The Mississippi Delta region is an alluvial valley that starts at Cape Girardeau and extends south to the Gulf of Mexico. In Missouri, it is bounded in the west by the Ozark Escarpment and in the east by the Mississippi River. The largest area of rice production is in Butler and Stoddard counties (Figure 1).

Physiographic map of Delta region in southeast Missouri
Figure 1. Physiographic map of Delta region in southeast Missouri.

Map of soil associations in southeast Missouri
Figure 2. Sharkey clay is often called “gumbo” by farmers.

Crowley’s Ridge divides the two main rice areas in Missouri. In the western lowland, rice soils usually have a silt loam surface layer with a silty clay subsoil. Historically, this is where rice started in Missouri. Fields work well for flood irrigating rice because the clay subsoil has poor internal drainage.
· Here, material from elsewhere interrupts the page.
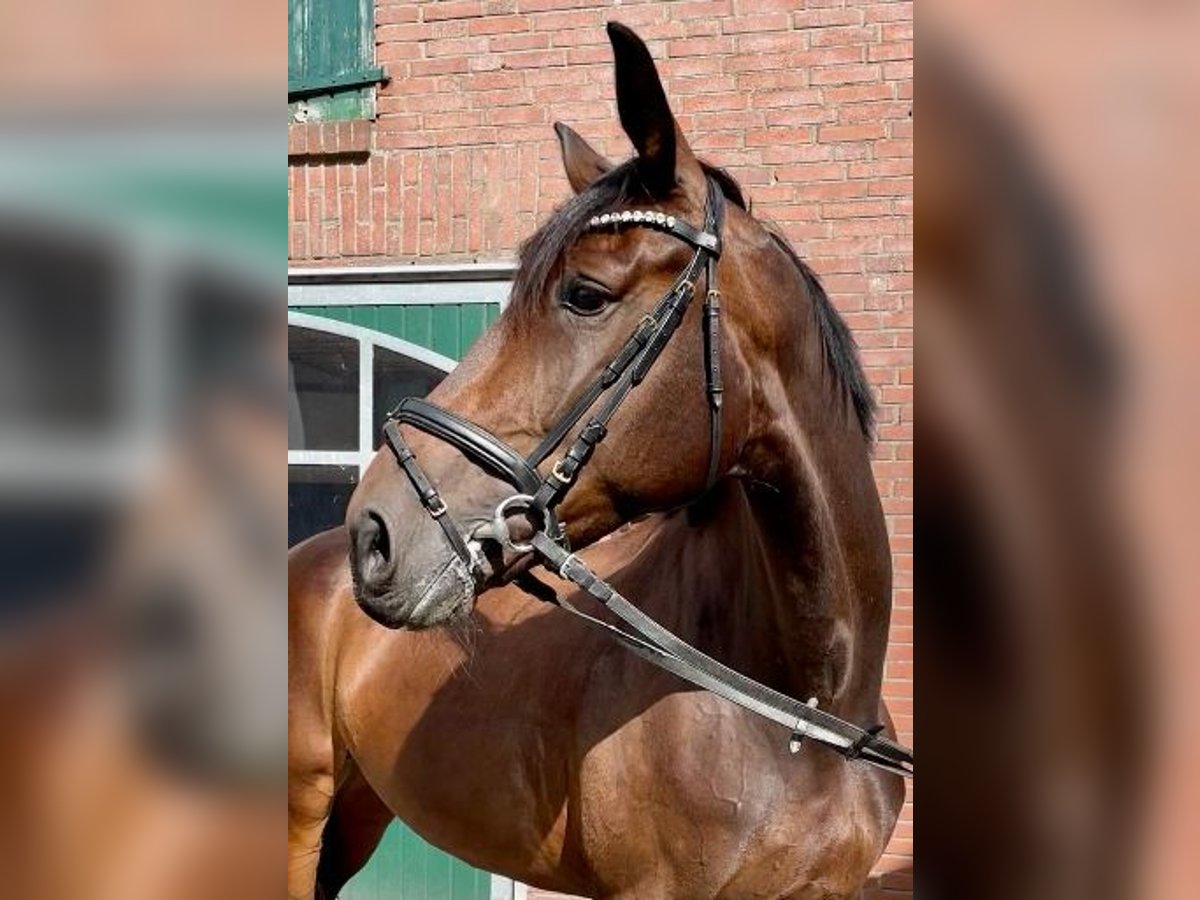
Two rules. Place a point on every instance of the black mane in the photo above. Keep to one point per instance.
(541, 253)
Rice fields in eastern counties along the Mississippi River usually contain Sharkey clay soil, called “gumbo” by many farmers because the clay is sticky and forms clogs. It contains shrink-swell clay that expands and contracts during wet and dry cycles (Figure 2). To minimize leaking, farmers build levees and install gates several weeks before flooding to give clogs time to melt from rainfall.

Missouri has 657,000 acres of Sharkey clay soil. Furrow irrigation — which does not require levees — works well on this soil. This region is likely to be a growth area for rice in the future.